就任式の様子は、スポーツ施設「キャピタル・ワン・アリーナ」で中継され、約2万人を収容できる施設は支持者で埋め尽くされた。トランプ氏が就任の宣誓をする様子が映し出されると、「USA!USA!」の声がわき起こった。夕方、就任式を終えたトランプ氏が会場に姿を現すと、拍手が鳴り響き、高揚は頂点に達した。
イリノイ州シカゴの高校教師ハンター・ハウルさん(22)は「歴史的な瞬間を見届けたくてここまで来た。中東やウクライナなど世界の問題を解決し、平和をもたらす大統領になってほしい」と期待を込めた。
フロリダ州フォートマイヤーズの警察官、クリス・リーブさん(54)は「バイデン前政権で米国の治安は悪化した。この国の安全を任せられるのはトランプ氏だけだ」と力を込めた。

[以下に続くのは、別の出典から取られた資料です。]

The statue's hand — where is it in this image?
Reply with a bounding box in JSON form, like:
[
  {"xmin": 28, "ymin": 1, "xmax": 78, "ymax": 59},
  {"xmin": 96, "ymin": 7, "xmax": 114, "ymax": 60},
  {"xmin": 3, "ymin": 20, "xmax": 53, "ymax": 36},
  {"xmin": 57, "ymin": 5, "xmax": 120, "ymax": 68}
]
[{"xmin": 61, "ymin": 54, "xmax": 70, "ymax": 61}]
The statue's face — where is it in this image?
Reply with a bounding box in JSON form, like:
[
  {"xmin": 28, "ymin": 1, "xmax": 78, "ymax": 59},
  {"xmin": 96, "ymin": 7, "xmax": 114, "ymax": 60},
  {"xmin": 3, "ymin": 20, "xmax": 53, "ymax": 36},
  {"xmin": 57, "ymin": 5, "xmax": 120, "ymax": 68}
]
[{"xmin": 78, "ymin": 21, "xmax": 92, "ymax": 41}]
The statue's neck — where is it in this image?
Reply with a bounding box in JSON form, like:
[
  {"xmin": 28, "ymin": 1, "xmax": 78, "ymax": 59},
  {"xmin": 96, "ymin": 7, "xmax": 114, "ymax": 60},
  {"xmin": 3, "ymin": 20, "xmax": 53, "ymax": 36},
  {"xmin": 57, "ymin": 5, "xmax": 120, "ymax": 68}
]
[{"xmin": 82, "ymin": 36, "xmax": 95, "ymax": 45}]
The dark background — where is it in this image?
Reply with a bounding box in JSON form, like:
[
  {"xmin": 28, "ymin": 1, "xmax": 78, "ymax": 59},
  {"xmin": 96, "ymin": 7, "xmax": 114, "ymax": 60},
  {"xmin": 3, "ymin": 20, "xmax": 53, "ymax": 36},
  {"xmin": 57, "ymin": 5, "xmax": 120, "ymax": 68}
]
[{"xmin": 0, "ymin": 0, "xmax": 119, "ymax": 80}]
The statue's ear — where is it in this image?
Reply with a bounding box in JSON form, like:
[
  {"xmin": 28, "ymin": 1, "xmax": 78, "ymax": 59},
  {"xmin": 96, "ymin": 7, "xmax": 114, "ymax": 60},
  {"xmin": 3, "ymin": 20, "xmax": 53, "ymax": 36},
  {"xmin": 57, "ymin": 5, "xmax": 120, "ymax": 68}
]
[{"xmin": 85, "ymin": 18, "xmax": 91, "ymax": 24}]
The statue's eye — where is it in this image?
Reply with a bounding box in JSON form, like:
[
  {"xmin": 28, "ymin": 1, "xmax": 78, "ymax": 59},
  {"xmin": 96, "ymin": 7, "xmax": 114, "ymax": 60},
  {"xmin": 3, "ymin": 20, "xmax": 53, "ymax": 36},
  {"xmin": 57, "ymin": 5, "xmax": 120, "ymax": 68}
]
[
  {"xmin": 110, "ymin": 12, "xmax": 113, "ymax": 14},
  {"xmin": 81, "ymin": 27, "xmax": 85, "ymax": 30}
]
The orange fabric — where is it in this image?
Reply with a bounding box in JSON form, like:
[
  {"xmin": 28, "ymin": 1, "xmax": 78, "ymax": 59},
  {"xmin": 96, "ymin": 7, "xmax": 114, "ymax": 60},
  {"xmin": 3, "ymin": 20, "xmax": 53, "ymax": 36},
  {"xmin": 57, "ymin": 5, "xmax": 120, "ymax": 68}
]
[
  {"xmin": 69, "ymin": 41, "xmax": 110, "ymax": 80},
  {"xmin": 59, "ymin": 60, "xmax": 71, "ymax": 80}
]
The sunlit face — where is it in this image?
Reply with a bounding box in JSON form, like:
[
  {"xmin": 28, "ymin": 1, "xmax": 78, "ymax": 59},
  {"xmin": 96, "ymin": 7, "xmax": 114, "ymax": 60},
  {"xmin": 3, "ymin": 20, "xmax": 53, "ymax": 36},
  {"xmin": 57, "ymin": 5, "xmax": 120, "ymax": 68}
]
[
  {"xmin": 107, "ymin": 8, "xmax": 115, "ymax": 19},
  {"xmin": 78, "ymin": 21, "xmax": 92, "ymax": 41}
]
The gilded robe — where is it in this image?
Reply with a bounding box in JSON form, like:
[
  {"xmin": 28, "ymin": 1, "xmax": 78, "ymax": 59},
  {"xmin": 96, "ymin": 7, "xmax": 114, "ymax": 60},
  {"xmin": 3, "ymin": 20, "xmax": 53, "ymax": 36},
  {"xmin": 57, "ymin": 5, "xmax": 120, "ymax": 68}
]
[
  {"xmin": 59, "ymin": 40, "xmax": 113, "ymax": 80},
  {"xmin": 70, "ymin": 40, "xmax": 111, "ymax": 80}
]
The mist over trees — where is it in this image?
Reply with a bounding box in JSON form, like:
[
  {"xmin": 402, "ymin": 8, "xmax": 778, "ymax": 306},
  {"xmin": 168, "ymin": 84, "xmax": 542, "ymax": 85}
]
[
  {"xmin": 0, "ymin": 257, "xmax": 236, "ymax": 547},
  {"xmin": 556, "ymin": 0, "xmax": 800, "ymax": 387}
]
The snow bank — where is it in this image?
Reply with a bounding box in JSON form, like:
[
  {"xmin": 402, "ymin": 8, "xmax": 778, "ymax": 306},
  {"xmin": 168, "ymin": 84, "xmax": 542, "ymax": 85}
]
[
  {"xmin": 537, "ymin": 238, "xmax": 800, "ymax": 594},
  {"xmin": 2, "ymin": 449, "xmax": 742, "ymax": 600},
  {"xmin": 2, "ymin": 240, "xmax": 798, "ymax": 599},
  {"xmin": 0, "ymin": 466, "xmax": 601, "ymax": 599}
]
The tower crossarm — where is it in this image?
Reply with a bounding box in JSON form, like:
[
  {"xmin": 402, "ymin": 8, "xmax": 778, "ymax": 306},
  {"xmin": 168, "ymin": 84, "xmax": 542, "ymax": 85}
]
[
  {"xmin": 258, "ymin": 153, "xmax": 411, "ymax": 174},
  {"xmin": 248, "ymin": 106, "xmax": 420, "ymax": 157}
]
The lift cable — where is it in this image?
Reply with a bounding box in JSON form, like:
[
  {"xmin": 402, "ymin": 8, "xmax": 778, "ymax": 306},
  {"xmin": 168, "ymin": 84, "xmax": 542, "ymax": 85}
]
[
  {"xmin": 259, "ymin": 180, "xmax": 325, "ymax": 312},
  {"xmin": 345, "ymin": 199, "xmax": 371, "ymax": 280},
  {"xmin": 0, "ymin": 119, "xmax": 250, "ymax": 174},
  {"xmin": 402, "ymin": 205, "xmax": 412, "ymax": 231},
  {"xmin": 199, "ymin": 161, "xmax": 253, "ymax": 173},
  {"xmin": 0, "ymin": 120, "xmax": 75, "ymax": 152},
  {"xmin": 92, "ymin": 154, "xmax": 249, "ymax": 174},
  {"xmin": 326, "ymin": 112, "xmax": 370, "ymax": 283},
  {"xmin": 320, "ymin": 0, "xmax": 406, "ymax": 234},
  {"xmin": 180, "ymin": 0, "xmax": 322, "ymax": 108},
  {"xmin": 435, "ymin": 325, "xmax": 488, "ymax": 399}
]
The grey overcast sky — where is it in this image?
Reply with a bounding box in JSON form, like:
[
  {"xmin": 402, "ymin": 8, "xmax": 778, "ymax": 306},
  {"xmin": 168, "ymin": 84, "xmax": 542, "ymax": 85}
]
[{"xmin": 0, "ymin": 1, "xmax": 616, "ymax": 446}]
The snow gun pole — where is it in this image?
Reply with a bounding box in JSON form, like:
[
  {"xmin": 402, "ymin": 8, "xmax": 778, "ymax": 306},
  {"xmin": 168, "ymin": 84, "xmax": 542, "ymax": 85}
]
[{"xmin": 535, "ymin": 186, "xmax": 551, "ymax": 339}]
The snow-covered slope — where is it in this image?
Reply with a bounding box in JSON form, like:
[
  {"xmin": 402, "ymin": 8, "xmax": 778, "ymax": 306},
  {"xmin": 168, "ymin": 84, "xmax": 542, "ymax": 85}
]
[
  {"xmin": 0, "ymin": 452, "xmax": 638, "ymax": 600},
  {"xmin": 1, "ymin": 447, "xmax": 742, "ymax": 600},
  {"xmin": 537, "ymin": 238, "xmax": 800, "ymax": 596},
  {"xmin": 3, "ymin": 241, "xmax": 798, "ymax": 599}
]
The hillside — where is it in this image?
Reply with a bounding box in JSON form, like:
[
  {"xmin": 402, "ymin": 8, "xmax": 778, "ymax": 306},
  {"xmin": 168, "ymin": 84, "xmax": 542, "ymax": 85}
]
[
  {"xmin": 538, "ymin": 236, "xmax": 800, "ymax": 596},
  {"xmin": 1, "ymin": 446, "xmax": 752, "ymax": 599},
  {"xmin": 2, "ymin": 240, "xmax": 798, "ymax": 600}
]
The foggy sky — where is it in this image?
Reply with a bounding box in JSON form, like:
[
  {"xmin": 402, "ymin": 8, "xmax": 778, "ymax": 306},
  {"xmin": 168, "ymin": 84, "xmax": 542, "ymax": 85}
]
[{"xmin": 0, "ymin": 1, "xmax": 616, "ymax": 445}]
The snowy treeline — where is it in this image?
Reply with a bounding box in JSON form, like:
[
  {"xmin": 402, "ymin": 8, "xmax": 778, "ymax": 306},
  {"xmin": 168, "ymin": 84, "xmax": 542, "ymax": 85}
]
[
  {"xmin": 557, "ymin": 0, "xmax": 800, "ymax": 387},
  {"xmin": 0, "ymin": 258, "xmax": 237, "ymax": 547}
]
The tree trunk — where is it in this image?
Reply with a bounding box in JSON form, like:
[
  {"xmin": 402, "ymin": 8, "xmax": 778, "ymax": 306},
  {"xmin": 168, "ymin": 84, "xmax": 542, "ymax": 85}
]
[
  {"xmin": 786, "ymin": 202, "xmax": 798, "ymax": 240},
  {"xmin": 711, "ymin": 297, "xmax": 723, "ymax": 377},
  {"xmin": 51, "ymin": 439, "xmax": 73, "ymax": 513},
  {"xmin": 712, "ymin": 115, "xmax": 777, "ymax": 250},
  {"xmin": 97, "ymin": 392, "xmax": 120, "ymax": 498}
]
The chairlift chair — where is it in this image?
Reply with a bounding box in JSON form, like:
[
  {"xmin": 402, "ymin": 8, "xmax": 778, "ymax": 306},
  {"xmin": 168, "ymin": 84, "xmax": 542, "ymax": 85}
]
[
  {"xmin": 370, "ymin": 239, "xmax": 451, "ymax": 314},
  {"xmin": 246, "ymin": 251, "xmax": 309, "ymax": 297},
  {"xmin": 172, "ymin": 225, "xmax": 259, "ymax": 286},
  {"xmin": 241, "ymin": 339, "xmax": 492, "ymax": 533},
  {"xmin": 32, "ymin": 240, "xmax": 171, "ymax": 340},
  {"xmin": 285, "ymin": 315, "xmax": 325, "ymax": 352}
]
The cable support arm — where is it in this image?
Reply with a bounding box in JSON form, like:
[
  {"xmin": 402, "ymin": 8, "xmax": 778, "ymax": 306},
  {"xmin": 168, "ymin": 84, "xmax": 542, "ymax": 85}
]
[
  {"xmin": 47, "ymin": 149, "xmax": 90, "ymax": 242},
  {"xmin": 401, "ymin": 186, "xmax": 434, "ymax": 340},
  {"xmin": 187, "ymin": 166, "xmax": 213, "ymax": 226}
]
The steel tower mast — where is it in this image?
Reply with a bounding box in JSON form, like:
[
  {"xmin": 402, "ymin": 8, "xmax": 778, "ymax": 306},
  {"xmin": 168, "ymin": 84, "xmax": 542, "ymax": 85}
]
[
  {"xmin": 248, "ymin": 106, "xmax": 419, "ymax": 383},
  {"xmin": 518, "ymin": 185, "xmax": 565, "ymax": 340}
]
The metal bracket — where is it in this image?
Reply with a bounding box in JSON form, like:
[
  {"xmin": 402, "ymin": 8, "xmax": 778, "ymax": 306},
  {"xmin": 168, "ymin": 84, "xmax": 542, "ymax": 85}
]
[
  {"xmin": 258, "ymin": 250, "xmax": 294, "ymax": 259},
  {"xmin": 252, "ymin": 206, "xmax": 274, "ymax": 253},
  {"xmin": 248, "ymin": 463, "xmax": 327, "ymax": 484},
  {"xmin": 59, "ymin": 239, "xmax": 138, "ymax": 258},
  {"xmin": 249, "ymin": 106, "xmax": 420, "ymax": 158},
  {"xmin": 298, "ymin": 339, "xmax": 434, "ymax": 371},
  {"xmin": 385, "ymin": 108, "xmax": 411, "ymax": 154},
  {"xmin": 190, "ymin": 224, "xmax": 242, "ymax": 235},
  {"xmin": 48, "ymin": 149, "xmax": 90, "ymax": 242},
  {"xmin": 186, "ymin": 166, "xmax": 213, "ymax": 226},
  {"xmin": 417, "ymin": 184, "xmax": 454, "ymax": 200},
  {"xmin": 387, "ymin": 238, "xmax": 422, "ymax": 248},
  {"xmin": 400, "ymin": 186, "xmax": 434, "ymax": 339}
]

フロリダ州パームビーチの薬剤師、パトリシア・ゲボーさん(50)は2017年にも、トランプ氏の1期目の就任式とパレードを見るためにワシントンへ来ていた。「天候に恵まれれば、もう一度、あの素晴らしい光景を見られたのに」と残念がり、「トランプ氏はこの国の未来を明るくしてくれるはずだ」と語った。
ワシントンではトランプ氏の大統領就任に民主党支持者らが抗議する集会も開かれた。参加者は「人種差別を許すな」などと書かれた看板を持ち、雪の残る公園に集まった。
ノースカロライナ州ガストニアの中学教師男性(33)は「私は黒人だが、トランプ氏は人種的少数派への差別を容認するような発言が多く、非常に不安だ」と表情をくもらせた。
17年の就任式では抗議活動が広がり、ワシントンで200人以上が当局に拘束された。当局は今回、支持者と反対派の衝突や過激な抗議活動、テロの発生を警戒し、厳戒体制を敷いた。ホワイトハウスや連邦議会議事堂、キャピタル・ワン・アリーナの周辺道路は多くが封鎖され、多数の警察官らが各所に配置されるなど、物々しい雰囲気となった。20日午後時点で大きな混乱や騒動は起きていない。